Quel régime social et fiscal pour le travailleur indépendant

Tout travailleur indépendant est soumis à un régime social et fiscal selon sa forme juridique.

Le régime social du travailleur indépendant

Il existe deux types de régime social pour un travailleur indépendant :

  • Le régime assimilé-salarié: qui procure les avantages fiscaux et sociaux d’un salarié au travailleur. Ce dernier bénéficie de la protection sociale du régime général de la sécurité sociale. Ce sont les gérants égalitaires ou minoritaires de SARL qui sont concernés par ce régime ;
  • Le régime de la sécurité sociale des indépendants comme le RSI. Il dispose d’une couverture sociale personnalisée avec la possibilité de souscrire à des mutuelles complémentaires. Il concerne les travailleurs indépendants en général.

Le régime fiscal du travailleur indépendant

Le régime fiscal du travailleur indépendant sera l’imposition aux revenus. Le professionnel devra donc déclarer ses revenus tous les ans. Pour un travailleur qui exerce une activité libérale, ce sera à la BNC. Pour celui du secteur industriel, commercial ou un artisan, ce sera à la BIC. Les auto-entrepreneurs sont soumis à la TVA.

Quelles sont les aides pour les travailleurs indépendants ?

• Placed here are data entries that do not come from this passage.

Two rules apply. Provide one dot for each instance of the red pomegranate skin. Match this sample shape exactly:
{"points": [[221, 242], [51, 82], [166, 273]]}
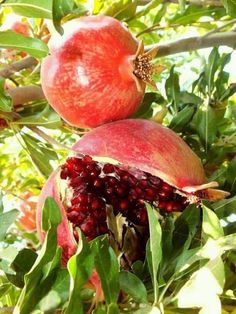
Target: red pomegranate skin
{"points": [[87, 78], [20, 28], [148, 146]]}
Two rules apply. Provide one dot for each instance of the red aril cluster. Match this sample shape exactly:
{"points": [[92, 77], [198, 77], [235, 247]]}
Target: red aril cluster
{"points": [[133, 161], [92, 186]]}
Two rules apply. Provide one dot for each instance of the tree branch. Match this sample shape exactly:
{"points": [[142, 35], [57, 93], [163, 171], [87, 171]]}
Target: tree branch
{"points": [[195, 43], [17, 66], [22, 95]]}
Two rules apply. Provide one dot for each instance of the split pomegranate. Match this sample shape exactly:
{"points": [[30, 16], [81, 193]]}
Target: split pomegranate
{"points": [[120, 166], [96, 71]]}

Pour accompagner ceux qui souhaitent tenter l’aventure entrepreneuriale, le Conseil de la protection sociale des travailleurs indépendants (CPSTI) octroie quatre types d’aides financières :

  • L’aide financière exceptionnelle ;
  • L’aide aux cotisants en difficulté (ACED) ;
  • L’accompagnement au départ à la retraite (ADR) ;
  • L’aide aux actifs victimes de catastrophes ou d’intempéries.

Auprès de Pôle emploi il existe également :

  • L’EDEN ou encouragement au développement d’entreprises nouvelles pour ceux qui arrivent à conserver leur revenu social pendant 6 mois au moins ;
  • L’ACCRE ou aide aux chômeurs créateurs ou repreneurs d’entreprise ;
  • Les réductions d’impôts spécifiques.

En fonction de la situation de la personne qui souhaite devenir indépendante, des mesures spécifiques sont adoptées. Par exemple, les salariés bénéficient d’un congé de création d’entreprise d’un an. C’est le temps nécessaire accordé à ces derniers pour retrouver leur emploi au cas où leur projet est voué à l’échec. Les personnes en situation de handicap, quant à elles, bénéficient de soutiens financiers et techniques selon le degré d’handicap. Pour ceux qui vont commencer à créer leurs activités, le Parcours Activ’Créa de Pôle emploi et de BPIfrance conseillent et accompagnent tout au long du processus.